Там, где ангелам нет места

22
18
20
22
24
26
28
30

– Нет, Эрнест, – на выдохе твердит Эстебан, – только черти. Ангелам ни там, ни тут нет места.

Глава тридцатая. Апогей оргии

«Центр Свободы». Этим временем.

«Вот и наступил момент абсолютного освобождения, мои безгендерные и всегендерные друзья! Идите на площади несите её вящий свет в массы! Распространяйте, не рефлексуйте! Зиждется заря нового дня и все те, кто отринут её свет, пусть сгорят в пламени либерального солнца!

Выходите на улицы и совокупляйтесь с самим удовольствием! Устанавливайте везде, где только можно власть либеральную! Попирайте священников старых религий и всяких не-Вестников Свободы, ибо отторгая господина Либерализм, вы отчуждается себе от момента вознесения вас на самый верх свободничества!»

– Призыв неизвестного проповедника.

Сказать, что вокруг творится анархия это не сказать ничего. По всем улочкам мегалополиса лилось развращающее безумие, давно поглотившее всех, кто живёт в столь огромном городе. Огромный город, похожий с орбиты планеты на бриллиант, утопает в шумах и диких звонах музыкального стона, который готов расколоть пространство.

Алехандро, приехавший сюда не так давно, лихорадочно осматривался по сторонам, пытаясь вспомнить, как он сюда попал. Его глаза заливались слезами от распылённого дурмана, ноги и руки неслись в пляс, потакая ритму такого рока, от которого сотрясались небоскрёбы. Юноша ощущал, что по его ушам течёт кровь, а голоса становятся всё тише, как будто с каждой секундой глухота становилась всё сильнее и сильнее.

Сквозь слёзы он распознавал образы того, что тут происходит. Бесконечные оргии, которым нет конца, ибо миллионы, десятки миллионов горожан сплелись в едином экстазом танце, захлёбываясь похотью по горло. Тысячи валялись под ногами в конвульсиях и нечистотах, погибая от токсинов и наркотиков, добивающих нервную систему.

Парень не мог вспомнить, как здесь оказался. Его рука метнулась к раскалываемой голове. Едва волнистые волосы, выкрашенные в семнадцать разных цветов, как парик у клона, прожжены во множестве мест и причёска у Алехандро напоминает плешивый покров.

– Проклятье! – выругался юноша сам для себя.

Несмотря на безумие, основные потоки горожан продолжали шествовать в едином направлении. Похожие на различных зверей бывшее люди; с десятками имплантатов, пирсингованой кожей горожане, покрытой уже самой настоящей броней из металлических украшений; в татуировках, плотным покровом накрывшим голое тело; давно лишённые рассудка и надевшие на части тел кастрюли, вёдра, коробки или нечто поэкзотичней, как шарф из удава: всё эти граждане единым маршем под гул адской музыки и собственные улюлюканья продвигались вперёд, по улицам.

Алехандро опёрся на фонарный столб, держась за окровавленные уши, закладываемые роком из места под названием Преисподняя.
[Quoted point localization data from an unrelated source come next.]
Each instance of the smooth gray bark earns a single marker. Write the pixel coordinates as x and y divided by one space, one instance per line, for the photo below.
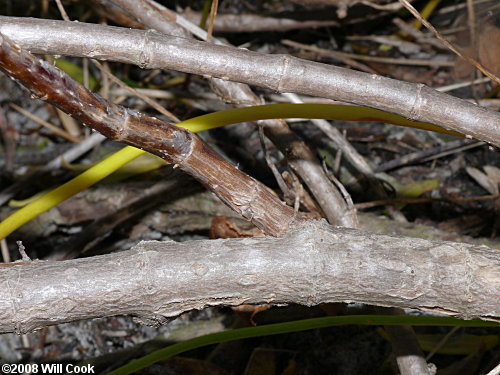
282 73
313 264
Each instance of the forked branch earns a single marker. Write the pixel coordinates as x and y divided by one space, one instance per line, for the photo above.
247 196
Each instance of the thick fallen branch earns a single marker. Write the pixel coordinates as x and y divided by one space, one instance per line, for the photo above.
314 264
247 196
281 73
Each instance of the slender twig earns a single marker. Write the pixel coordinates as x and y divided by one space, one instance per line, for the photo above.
300 158
242 193
280 73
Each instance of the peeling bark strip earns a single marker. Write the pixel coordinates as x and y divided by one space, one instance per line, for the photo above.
283 73
314 264
242 193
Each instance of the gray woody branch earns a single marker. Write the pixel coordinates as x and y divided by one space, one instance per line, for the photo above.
316 263
281 73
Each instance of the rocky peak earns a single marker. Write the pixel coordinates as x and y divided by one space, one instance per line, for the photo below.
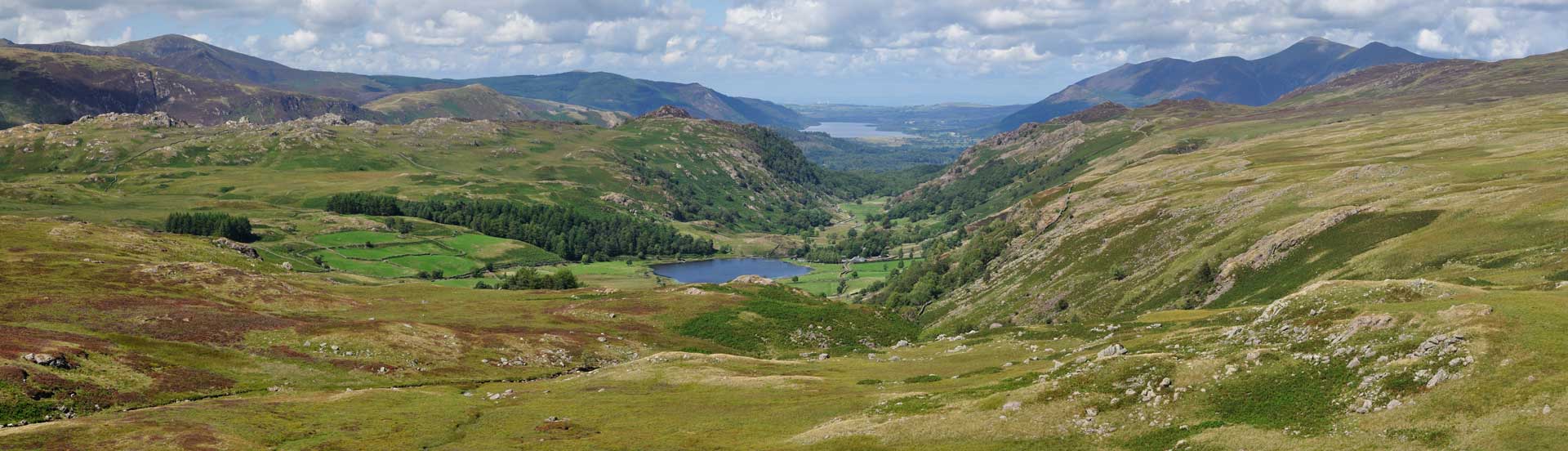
1098 113
666 112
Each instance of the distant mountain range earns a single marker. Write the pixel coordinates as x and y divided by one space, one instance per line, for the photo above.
593 90
56 88
1227 78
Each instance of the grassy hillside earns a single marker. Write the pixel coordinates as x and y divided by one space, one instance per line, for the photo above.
235 355
617 93
480 102
211 61
1211 206
56 88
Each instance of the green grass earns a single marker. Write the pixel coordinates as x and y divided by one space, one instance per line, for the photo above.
356 239
499 251
399 249
1297 396
764 324
1321 254
444 263
364 268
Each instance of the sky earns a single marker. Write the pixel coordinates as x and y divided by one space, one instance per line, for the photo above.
872 52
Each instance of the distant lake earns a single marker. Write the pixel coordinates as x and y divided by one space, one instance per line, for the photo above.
853 131
725 270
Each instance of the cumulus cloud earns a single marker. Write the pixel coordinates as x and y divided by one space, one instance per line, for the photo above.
296 41
1049 42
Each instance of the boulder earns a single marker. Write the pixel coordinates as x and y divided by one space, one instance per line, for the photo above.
1463 310
54 360
237 246
1112 351
668 112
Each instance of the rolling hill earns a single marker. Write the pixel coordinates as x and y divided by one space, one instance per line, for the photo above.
595 90
211 61
1192 204
1371 262
1227 78
618 93
482 102
54 88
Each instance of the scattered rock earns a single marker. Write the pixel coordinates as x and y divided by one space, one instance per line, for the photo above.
237 246
1112 351
666 112
49 360
1440 345
1438 377
1463 310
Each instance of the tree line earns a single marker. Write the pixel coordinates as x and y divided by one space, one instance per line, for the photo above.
532 279
211 225
568 232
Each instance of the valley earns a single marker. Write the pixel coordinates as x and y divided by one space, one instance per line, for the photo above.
1363 256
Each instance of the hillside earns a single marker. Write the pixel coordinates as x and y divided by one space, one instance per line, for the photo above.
54 88
1372 262
1227 78
211 61
1206 206
968 119
617 93
593 90
728 176
480 102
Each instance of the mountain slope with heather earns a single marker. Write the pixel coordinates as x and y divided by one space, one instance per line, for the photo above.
1228 78
480 102
593 90
1191 204
211 61
54 88
618 93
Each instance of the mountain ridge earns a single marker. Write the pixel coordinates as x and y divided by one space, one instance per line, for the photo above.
635 96
1223 78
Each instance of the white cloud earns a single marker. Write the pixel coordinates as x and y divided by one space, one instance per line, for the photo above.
1482 20
1432 41
376 39
298 41
951 42
318 15
519 29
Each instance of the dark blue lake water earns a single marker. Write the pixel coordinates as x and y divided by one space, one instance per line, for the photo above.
725 270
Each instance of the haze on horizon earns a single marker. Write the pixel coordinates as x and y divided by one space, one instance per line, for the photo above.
877 52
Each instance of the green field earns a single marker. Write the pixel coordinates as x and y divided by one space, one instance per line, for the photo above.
356 239
399 249
499 251
444 263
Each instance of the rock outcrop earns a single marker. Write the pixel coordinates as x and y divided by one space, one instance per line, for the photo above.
666 112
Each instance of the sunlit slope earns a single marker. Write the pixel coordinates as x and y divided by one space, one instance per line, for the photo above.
729 176
1450 182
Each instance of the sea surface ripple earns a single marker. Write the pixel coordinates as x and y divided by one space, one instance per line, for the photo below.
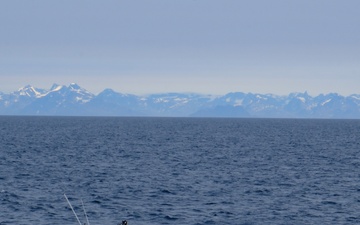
179 171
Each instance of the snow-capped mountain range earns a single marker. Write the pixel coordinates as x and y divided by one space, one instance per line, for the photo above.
74 100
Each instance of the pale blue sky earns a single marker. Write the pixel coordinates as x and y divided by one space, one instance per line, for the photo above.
203 46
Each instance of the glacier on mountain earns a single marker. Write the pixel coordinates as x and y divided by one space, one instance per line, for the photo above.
73 100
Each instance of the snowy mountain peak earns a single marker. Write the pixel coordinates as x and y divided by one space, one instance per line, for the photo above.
74 86
56 87
30 91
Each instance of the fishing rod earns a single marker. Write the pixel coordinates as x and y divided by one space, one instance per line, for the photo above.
77 218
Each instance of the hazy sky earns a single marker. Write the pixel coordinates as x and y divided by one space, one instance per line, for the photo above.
203 46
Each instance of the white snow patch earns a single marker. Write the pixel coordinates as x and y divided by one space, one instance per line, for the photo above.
356 97
260 97
301 99
238 102
327 101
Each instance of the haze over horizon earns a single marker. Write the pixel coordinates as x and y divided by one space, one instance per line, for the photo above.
201 46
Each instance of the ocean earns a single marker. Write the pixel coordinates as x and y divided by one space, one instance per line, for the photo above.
179 171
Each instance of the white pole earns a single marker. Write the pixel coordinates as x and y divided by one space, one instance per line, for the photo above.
87 220
77 218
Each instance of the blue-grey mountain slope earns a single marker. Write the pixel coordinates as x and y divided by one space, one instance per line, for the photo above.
74 100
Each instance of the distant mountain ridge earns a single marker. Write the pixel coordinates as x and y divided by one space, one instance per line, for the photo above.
73 100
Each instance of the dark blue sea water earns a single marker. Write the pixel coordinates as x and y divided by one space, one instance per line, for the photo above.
179 170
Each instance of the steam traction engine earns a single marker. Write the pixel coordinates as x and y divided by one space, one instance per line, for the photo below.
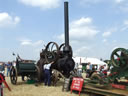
61 55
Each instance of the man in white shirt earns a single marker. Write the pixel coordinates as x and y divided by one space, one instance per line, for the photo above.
47 75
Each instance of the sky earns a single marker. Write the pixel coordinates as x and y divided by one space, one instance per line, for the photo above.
96 27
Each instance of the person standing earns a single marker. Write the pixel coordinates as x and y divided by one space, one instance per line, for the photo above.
2 68
47 74
9 64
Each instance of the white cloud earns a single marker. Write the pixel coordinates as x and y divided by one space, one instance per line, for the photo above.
106 34
125 25
119 1
43 4
81 29
7 20
25 42
90 1
109 32
104 40
81 51
122 5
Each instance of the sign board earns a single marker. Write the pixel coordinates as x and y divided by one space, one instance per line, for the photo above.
77 84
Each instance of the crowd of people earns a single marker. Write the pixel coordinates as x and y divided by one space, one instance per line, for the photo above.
8 66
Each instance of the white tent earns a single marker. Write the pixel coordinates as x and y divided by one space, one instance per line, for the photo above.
93 61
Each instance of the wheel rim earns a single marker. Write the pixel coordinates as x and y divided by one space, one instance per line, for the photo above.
13 75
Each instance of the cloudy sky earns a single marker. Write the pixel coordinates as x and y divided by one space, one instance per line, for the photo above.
96 27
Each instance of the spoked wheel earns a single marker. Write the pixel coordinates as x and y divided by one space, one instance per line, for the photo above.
119 57
13 75
51 52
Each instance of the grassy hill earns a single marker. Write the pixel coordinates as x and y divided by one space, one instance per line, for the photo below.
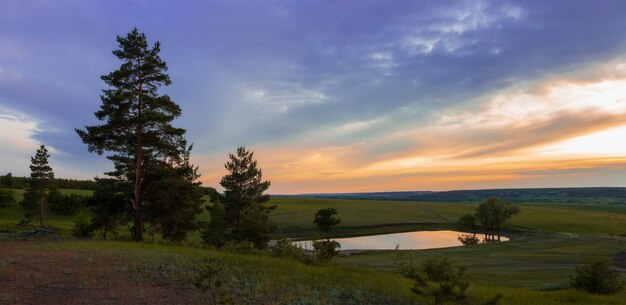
548 241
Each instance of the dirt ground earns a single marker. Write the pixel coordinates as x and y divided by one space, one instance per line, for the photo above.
31 275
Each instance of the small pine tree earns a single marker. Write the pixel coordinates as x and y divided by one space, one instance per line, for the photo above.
245 212
40 185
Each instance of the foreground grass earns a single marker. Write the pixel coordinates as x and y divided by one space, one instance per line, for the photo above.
144 271
534 268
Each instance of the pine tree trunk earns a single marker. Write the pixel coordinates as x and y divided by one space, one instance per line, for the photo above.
41 212
138 163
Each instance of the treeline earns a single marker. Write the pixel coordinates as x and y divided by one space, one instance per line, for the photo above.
9 181
607 195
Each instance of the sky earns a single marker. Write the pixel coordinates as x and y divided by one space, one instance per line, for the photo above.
338 96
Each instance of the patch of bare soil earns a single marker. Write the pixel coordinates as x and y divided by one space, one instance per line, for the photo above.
30 275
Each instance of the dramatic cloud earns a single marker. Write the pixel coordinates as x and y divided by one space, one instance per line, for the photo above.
342 96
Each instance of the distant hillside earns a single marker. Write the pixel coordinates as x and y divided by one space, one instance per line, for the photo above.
539 195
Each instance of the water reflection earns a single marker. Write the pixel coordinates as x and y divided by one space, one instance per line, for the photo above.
413 240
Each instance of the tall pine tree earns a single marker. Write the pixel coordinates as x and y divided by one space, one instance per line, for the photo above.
137 119
40 184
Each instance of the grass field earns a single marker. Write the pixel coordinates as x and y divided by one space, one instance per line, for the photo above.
295 216
533 268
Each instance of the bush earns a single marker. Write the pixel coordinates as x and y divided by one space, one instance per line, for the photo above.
437 278
467 221
597 277
493 213
325 250
287 249
82 225
7 198
209 278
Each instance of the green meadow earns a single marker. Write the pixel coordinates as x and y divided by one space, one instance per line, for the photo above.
547 242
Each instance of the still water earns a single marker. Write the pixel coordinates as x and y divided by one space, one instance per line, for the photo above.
416 240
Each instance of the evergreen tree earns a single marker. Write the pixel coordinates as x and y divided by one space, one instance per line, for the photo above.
40 186
7 198
173 197
137 120
6 180
108 206
245 212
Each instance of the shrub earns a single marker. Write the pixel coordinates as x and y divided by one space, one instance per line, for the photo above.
208 278
467 221
325 250
7 198
287 249
82 225
597 277
493 213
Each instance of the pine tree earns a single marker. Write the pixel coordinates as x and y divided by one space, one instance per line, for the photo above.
40 185
244 202
173 197
137 120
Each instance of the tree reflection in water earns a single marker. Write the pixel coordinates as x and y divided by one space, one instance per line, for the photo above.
472 239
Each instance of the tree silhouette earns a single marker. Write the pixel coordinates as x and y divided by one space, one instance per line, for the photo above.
137 120
40 185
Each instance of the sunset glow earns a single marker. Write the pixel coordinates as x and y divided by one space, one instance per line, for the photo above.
339 99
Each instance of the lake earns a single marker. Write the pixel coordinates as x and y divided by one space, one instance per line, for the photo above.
416 240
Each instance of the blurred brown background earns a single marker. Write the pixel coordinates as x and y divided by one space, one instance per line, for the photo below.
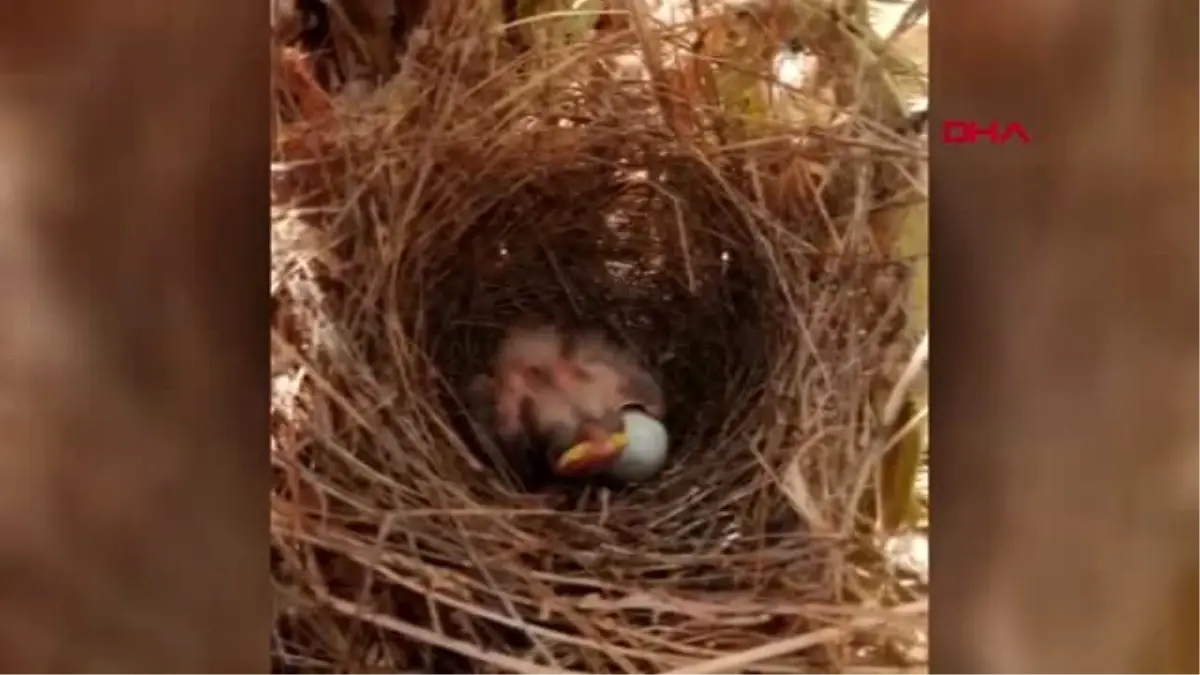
132 356
1067 278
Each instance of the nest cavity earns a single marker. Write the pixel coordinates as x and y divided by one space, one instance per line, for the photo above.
475 190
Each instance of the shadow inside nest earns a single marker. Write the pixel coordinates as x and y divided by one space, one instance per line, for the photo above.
762 347
611 260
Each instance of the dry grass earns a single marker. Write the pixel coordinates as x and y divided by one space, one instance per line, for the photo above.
479 186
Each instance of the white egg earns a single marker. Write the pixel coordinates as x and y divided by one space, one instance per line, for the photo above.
647 451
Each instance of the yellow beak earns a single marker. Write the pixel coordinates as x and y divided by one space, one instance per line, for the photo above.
583 458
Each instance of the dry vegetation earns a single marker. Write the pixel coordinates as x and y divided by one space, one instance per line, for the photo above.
489 179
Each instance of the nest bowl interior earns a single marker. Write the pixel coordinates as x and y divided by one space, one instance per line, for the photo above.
401 257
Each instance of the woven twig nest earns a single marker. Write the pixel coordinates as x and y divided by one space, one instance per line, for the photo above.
408 237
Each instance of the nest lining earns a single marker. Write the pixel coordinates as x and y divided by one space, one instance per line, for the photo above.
402 255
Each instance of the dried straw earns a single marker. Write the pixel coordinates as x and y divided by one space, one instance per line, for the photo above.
481 186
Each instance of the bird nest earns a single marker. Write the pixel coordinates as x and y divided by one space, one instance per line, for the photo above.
412 227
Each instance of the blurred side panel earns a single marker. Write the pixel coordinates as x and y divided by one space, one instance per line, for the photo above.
1066 286
133 365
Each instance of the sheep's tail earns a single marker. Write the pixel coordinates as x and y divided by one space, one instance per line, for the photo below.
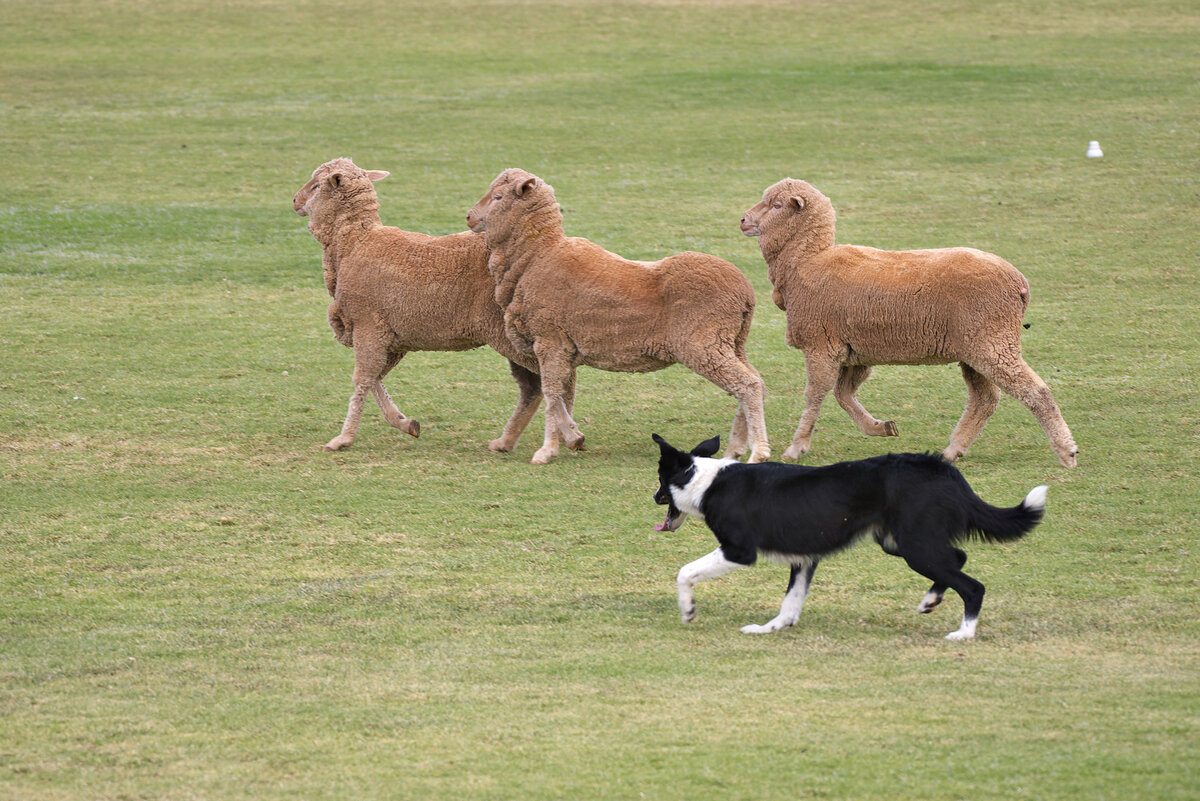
995 524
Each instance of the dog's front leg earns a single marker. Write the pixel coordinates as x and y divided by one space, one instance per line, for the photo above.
711 566
793 601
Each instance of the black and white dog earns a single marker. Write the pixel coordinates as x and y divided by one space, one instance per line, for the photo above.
915 505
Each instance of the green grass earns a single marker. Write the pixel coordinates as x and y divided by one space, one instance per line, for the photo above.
196 602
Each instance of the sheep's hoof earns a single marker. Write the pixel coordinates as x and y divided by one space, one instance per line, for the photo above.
795 452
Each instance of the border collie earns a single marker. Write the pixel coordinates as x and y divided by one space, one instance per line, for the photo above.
915 505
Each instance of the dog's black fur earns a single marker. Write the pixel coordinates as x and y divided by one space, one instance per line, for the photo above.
916 506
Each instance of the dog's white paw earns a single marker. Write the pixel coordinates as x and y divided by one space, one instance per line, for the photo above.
767 627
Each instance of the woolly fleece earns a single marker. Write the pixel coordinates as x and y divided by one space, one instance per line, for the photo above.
852 307
396 291
570 302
Глаза юноши уловили лишь сияние тысячей фонарей, сотен экранов и прочей электроники, что смешались в одно большое световое пятно. Парень прикрыл ещё и глаза.

На плечо юноши положилась широкая рука. Пальцы, схожие с накаченными фрикаделинами и лапа, размером с мухобойку.

– С тобой всё в порядке! – Заорало что-то нечеловеческим грубым голосом.

Алехандро оторвал голову, что бы взглянуть на существо. Третья и четвёртая его рука торчали из боков и болтались мёртвым грузом. Такие же накаченные, как и функциональные. «В них что, воду закачали?» – Промелькнуло в сознании юноши. Но он и не подозревал, что за маслянистая жидкость отравляет тело горожанина.

– Да. – Тяжко ответил Алехандро, держась за раскалывающуюся голову. – В порядке.

Из трёх губ, расположенных вертикально, зашевелились только одни, выдавая резкий звук:

– Ну, хорошо!

Парень вновь попытался окунуться в воспоминания, когда перед глазами у вас тридцать человек, с ушами, как у кошек, сломанными костями и приделанными хвостами, лакают из тазика нефть, а потом глотают зажжённые спички, особо не думается.